Even if your company is not required to meet any of the guidelines mentioned here, it’s a good idea to audit your technology systems and data retention practices to see how they would measure up. New regulatory deadlines loom all the time-with the first Sarbanes-Oxley Act deadline just around the corner-and you never know when these or other guidelines will affect your industry.
Data Safety Push
Business practices and regulations have evolved in such a way that it is now necessary not only to have geographically dispersed copies of data but also to have non-rewritable and non-erasable media to protect it. Here are examples of regulations that suggest or require better data retention and protection.
Do Laws Exist for Admitting Optically Stored Records?
Yes! In all fifty states there are laws that provide a solid legal foundation for admitting optically stored records in court. Although the specific legal basis may differ from one state to another, in most states it is found in the Rules of Evidence. It also can be in the statutory laws.

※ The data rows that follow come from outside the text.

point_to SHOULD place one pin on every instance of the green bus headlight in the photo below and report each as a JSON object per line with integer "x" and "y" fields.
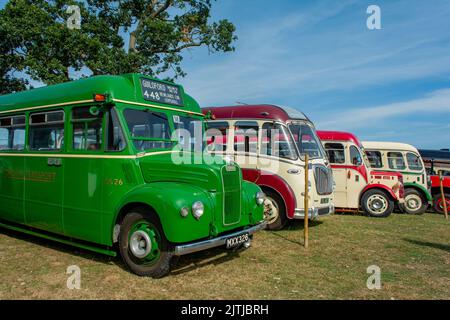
{"x": 198, "y": 209}
{"x": 260, "y": 197}
{"x": 184, "y": 212}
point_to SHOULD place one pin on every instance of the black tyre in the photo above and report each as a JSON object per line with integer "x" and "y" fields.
{"x": 438, "y": 204}
{"x": 377, "y": 203}
{"x": 143, "y": 245}
{"x": 415, "y": 202}
{"x": 274, "y": 211}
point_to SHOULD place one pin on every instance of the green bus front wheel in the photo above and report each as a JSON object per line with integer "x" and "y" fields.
{"x": 143, "y": 247}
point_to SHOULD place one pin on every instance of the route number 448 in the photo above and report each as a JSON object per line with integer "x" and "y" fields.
{"x": 153, "y": 95}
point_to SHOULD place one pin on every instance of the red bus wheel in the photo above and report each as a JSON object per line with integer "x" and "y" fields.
{"x": 438, "y": 204}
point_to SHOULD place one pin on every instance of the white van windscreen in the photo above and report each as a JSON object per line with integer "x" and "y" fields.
{"x": 307, "y": 141}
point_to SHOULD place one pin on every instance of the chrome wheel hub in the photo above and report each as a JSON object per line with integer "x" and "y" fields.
{"x": 413, "y": 202}
{"x": 271, "y": 211}
{"x": 377, "y": 204}
{"x": 140, "y": 244}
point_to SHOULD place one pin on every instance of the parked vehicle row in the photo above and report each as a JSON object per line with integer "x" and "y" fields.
{"x": 357, "y": 184}
{"x": 269, "y": 143}
{"x": 131, "y": 165}
{"x": 90, "y": 163}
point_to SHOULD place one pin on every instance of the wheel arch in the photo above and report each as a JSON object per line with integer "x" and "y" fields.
{"x": 427, "y": 195}
{"x": 130, "y": 207}
{"x": 380, "y": 187}
{"x": 282, "y": 188}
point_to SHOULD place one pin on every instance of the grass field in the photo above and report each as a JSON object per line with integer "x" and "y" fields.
{"x": 413, "y": 253}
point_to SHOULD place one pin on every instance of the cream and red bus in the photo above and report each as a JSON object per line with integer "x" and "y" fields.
{"x": 269, "y": 143}
{"x": 406, "y": 159}
{"x": 357, "y": 185}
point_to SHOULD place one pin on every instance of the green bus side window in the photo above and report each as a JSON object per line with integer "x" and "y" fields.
{"x": 116, "y": 138}
{"x": 4, "y": 138}
{"x": 12, "y": 133}
{"x": 87, "y": 129}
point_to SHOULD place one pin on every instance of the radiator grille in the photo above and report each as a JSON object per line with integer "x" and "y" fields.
{"x": 232, "y": 194}
{"x": 324, "y": 180}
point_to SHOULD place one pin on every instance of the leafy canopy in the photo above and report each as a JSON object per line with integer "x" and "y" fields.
{"x": 35, "y": 40}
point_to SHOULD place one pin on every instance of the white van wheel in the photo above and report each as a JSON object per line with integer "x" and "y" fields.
{"x": 274, "y": 211}
{"x": 414, "y": 202}
{"x": 271, "y": 211}
{"x": 376, "y": 203}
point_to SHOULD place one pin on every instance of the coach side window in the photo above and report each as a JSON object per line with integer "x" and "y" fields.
{"x": 12, "y": 133}
{"x": 414, "y": 162}
{"x": 87, "y": 128}
{"x": 355, "y": 156}
{"x": 375, "y": 158}
{"x": 116, "y": 137}
{"x": 396, "y": 161}
{"x": 216, "y": 135}
{"x": 335, "y": 152}
{"x": 47, "y": 131}
{"x": 246, "y": 136}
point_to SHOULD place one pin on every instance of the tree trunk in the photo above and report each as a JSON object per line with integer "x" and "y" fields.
{"x": 132, "y": 43}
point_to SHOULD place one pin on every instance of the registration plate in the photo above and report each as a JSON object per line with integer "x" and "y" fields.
{"x": 237, "y": 240}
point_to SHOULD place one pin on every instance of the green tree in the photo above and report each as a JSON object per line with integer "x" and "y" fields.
{"x": 45, "y": 49}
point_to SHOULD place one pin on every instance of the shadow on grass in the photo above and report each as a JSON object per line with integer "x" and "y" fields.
{"x": 180, "y": 265}
{"x": 440, "y": 246}
{"x": 193, "y": 261}
{"x": 295, "y": 225}
{"x": 62, "y": 247}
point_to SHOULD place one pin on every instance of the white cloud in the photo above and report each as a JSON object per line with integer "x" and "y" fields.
{"x": 350, "y": 119}
{"x": 303, "y": 53}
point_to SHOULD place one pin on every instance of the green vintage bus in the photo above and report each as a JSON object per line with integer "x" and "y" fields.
{"x": 91, "y": 163}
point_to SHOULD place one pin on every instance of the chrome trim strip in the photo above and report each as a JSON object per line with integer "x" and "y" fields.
{"x": 158, "y": 107}
{"x": 48, "y": 106}
{"x": 183, "y": 249}
{"x": 313, "y": 213}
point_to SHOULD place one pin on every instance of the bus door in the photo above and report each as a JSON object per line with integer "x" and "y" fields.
{"x": 356, "y": 177}
{"x": 12, "y": 139}
{"x": 245, "y": 144}
{"x": 336, "y": 156}
{"x": 44, "y": 171}
{"x": 84, "y": 174}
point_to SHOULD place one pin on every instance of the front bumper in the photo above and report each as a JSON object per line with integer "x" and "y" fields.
{"x": 314, "y": 213}
{"x": 183, "y": 249}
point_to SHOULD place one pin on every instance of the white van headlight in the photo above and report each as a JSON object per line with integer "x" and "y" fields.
{"x": 198, "y": 209}
{"x": 260, "y": 197}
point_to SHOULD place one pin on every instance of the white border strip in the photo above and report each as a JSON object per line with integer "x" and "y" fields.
{"x": 84, "y": 156}
{"x": 47, "y": 106}
{"x": 158, "y": 107}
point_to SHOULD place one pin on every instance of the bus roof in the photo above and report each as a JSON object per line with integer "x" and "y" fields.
{"x": 338, "y": 136}
{"x": 125, "y": 87}
{"x": 435, "y": 154}
{"x": 260, "y": 111}
{"x": 382, "y": 145}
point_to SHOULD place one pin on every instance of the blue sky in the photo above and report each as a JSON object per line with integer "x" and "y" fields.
{"x": 391, "y": 84}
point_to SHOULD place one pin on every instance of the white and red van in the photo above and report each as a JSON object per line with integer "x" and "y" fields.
{"x": 269, "y": 143}
{"x": 357, "y": 185}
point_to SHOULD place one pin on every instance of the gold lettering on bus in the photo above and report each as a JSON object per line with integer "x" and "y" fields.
{"x": 36, "y": 176}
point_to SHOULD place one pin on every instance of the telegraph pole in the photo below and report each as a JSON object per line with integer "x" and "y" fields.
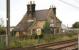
{"x": 7, "y": 23}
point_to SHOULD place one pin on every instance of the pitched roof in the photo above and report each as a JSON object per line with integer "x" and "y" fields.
{"x": 39, "y": 15}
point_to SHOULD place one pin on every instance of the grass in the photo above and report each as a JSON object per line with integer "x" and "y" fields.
{"x": 47, "y": 38}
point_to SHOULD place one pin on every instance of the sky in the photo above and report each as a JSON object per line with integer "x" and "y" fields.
{"x": 67, "y": 10}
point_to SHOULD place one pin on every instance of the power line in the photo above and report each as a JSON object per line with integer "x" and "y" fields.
{"x": 69, "y": 4}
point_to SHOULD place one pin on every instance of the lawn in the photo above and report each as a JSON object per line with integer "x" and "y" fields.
{"x": 44, "y": 40}
{"x": 47, "y": 38}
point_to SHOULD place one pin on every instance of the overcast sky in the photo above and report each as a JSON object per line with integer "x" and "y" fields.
{"x": 67, "y": 10}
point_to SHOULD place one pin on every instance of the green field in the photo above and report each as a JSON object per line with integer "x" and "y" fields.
{"x": 47, "y": 38}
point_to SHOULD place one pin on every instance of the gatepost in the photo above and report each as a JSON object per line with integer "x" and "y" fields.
{"x": 38, "y": 31}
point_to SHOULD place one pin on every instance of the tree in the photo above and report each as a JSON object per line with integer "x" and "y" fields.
{"x": 2, "y": 29}
{"x": 75, "y": 25}
{"x": 46, "y": 27}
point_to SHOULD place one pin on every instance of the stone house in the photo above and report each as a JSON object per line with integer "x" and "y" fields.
{"x": 33, "y": 20}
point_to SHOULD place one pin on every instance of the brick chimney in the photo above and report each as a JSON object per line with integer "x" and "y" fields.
{"x": 31, "y": 7}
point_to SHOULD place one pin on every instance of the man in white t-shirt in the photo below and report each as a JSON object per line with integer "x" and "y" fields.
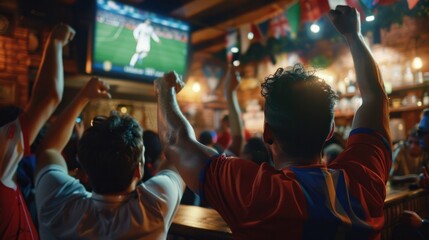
{"x": 111, "y": 152}
{"x": 142, "y": 34}
{"x": 18, "y": 130}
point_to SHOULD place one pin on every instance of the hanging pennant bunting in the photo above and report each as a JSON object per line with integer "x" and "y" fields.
{"x": 264, "y": 27}
{"x": 279, "y": 26}
{"x": 257, "y": 34}
{"x": 293, "y": 14}
{"x": 412, "y": 3}
{"x": 370, "y": 4}
{"x": 387, "y": 2}
{"x": 231, "y": 41}
{"x": 334, "y": 3}
{"x": 312, "y": 10}
{"x": 356, "y": 4}
{"x": 245, "y": 30}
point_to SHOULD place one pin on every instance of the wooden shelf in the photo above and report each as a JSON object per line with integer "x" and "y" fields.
{"x": 408, "y": 108}
{"x": 348, "y": 115}
{"x": 403, "y": 88}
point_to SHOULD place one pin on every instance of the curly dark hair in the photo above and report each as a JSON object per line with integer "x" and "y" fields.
{"x": 110, "y": 151}
{"x": 299, "y": 109}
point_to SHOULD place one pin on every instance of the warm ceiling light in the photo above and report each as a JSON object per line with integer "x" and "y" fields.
{"x": 417, "y": 63}
{"x": 196, "y": 87}
{"x": 123, "y": 110}
{"x": 370, "y": 18}
{"x": 315, "y": 28}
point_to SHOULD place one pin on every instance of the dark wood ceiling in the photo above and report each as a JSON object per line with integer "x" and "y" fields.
{"x": 211, "y": 19}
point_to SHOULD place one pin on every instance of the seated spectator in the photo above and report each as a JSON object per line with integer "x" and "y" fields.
{"x": 152, "y": 154}
{"x": 70, "y": 155}
{"x": 298, "y": 198}
{"x": 411, "y": 227}
{"x": 224, "y": 133}
{"x": 209, "y": 139}
{"x": 408, "y": 159}
{"x": 256, "y": 151}
{"x": 331, "y": 152}
{"x": 112, "y": 154}
{"x": 18, "y": 131}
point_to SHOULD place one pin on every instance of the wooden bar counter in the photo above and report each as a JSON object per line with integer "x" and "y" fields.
{"x": 193, "y": 222}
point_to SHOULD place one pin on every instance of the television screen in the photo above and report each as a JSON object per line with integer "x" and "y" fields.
{"x": 137, "y": 44}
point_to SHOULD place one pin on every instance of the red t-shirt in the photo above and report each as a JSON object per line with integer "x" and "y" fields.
{"x": 224, "y": 139}
{"x": 343, "y": 200}
{"x": 15, "y": 220}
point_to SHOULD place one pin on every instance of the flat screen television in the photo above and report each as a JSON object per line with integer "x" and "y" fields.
{"x": 132, "y": 43}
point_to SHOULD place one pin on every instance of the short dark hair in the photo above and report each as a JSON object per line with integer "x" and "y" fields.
{"x": 110, "y": 151}
{"x": 299, "y": 108}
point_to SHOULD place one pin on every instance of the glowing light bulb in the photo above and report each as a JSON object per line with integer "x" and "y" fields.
{"x": 417, "y": 63}
{"x": 370, "y": 18}
{"x": 196, "y": 87}
{"x": 315, "y": 28}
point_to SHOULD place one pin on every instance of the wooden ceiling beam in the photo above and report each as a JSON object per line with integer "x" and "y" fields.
{"x": 192, "y": 8}
{"x": 254, "y": 16}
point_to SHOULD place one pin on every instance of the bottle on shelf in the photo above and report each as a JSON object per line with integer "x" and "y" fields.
{"x": 426, "y": 98}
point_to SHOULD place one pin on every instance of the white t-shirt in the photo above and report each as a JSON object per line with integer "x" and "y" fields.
{"x": 67, "y": 211}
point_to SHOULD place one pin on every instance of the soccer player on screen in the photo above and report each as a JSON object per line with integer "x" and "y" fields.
{"x": 142, "y": 34}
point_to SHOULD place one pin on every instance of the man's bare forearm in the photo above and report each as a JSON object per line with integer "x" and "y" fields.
{"x": 367, "y": 72}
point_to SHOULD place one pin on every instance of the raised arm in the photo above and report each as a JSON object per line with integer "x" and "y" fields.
{"x": 374, "y": 112}
{"x": 235, "y": 123}
{"x": 177, "y": 135}
{"x": 60, "y": 132}
{"x": 48, "y": 88}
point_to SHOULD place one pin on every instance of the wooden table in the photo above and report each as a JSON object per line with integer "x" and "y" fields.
{"x": 203, "y": 223}
{"x": 199, "y": 223}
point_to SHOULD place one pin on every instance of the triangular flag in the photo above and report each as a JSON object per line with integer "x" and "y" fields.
{"x": 412, "y": 3}
{"x": 293, "y": 14}
{"x": 312, "y": 10}
{"x": 257, "y": 34}
{"x": 264, "y": 27}
{"x": 244, "y": 40}
{"x": 279, "y": 26}
{"x": 370, "y": 4}
{"x": 356, "y": 4}
{"x": 231, "y": 41}
{"x": 334, "y": 3}
{"x": 387, "y": 2}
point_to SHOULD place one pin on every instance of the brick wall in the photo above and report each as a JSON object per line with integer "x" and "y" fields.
{"x": 14, "y": 65}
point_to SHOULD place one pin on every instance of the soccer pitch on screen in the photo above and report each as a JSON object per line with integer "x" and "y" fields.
{"x": 117, "y": 45}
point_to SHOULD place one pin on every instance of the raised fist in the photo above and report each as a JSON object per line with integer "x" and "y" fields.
{"x": 62, "y": 33}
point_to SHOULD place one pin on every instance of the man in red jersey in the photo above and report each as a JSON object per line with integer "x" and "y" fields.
{"x": 17, "y": 133}
{"x": 298, "y": 198}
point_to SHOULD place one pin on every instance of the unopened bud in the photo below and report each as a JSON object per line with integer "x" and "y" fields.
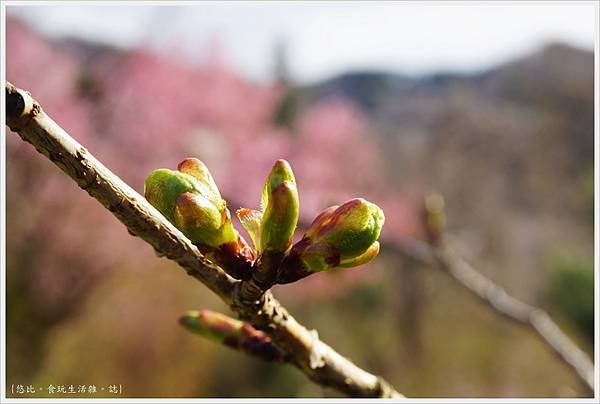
{"x": 280, "y": 208}
{"x": 232, "y": 333}
{"x": 201, "y": 222}
{"x": 341, "y": 236}
{"x": 351, "y": 228}
{"x": 190, "y": 199}
{"x": 272, "y": 228}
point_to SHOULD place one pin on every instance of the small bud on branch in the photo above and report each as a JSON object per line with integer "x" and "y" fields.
{"x": 232, "y": 333}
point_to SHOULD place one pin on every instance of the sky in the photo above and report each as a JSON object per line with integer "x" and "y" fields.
{"x": 326, "y": 38}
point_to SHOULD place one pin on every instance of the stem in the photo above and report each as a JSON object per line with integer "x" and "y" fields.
{"x": 317, "y": 360}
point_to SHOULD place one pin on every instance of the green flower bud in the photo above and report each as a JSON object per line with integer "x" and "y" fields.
{"x": 272, "y": 228}
{"x": 190, "y": 199}
{"x": 280, "y": 208}
{"x": 201, "y": 222}
{"x": 344, "y": 236}
{"x": 232, "y": 333}
{"x": 434, "y": 218}
{"x": 212, "y": 325}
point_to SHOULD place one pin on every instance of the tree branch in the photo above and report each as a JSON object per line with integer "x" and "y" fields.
{"x": 318, "y": 361}
{"x": 496, "y": 298}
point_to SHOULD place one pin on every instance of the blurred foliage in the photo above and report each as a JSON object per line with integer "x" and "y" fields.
{"x": 571, "y": 290}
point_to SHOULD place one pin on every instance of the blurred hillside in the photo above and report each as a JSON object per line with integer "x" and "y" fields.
{"x": 512, "y": 146}
{"x": 511, "y": 149}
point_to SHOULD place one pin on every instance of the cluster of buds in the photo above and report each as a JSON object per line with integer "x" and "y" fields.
{"x": 232, "y": 333}
{"x": 190, "y": 199}
{"x": 340, "y": 237}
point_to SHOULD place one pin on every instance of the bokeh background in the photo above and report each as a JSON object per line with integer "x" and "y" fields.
{"x": 491, "y": 105}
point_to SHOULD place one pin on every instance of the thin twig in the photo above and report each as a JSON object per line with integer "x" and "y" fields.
{"x": 318, "y": 361}
{"x": 495, "y": 297}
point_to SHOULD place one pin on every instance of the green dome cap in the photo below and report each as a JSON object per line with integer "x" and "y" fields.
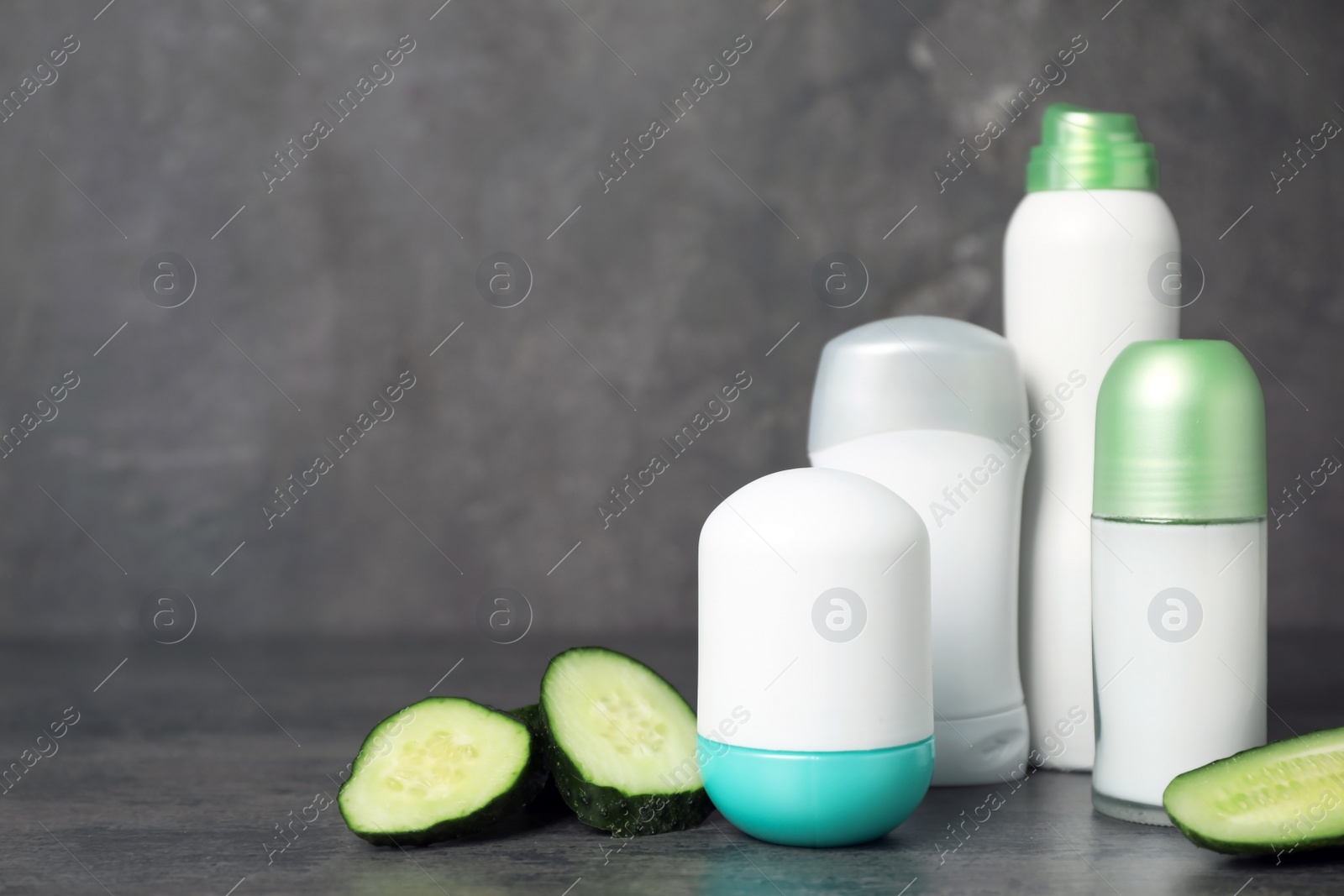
{"x": 1085, "y": 149}
{"x": 1180, "y": 434}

The key part of the Rules of Evidence provides for the admissibility of “data compilations.” This term was introduced into evidentiary law to describe machine readable, computer processed information. It was included in the 1974 revision and the 1975 revision of the Federal Rules of Evidence.
WORM optical technology is so “trusted” there are laws and government requirements enforcing its use to ensure the safe, unalterable and reliable archive of data.
The Future of Optical Storage
While today there is a complete range of optical media formats including; WORM, DVD-ROM, DVD-RAM, DVD-R, DVD+R, DVD-RW, DVD+RW, CCW,CD-ROM, CD-R, CD-RW, Ultra High Density Optical (UDO), Magneto-Optical (MO), Professional Disc for Data (PDD) as well as the latest advances in optical storage; Blu-ray BD-R and BD-RE discs in 25GB, 50GB and upcoming 100GB capacities.
A bright future in optical storage is assured as StorageQuest is working closely with industry visionaries such as the Blu-ray Disc consortium and InPhase Technologies‘ 3D Holographic Storage. By providing our unified storage solution as these products come to market, it insures a compliant archiving roadmap for many years to come.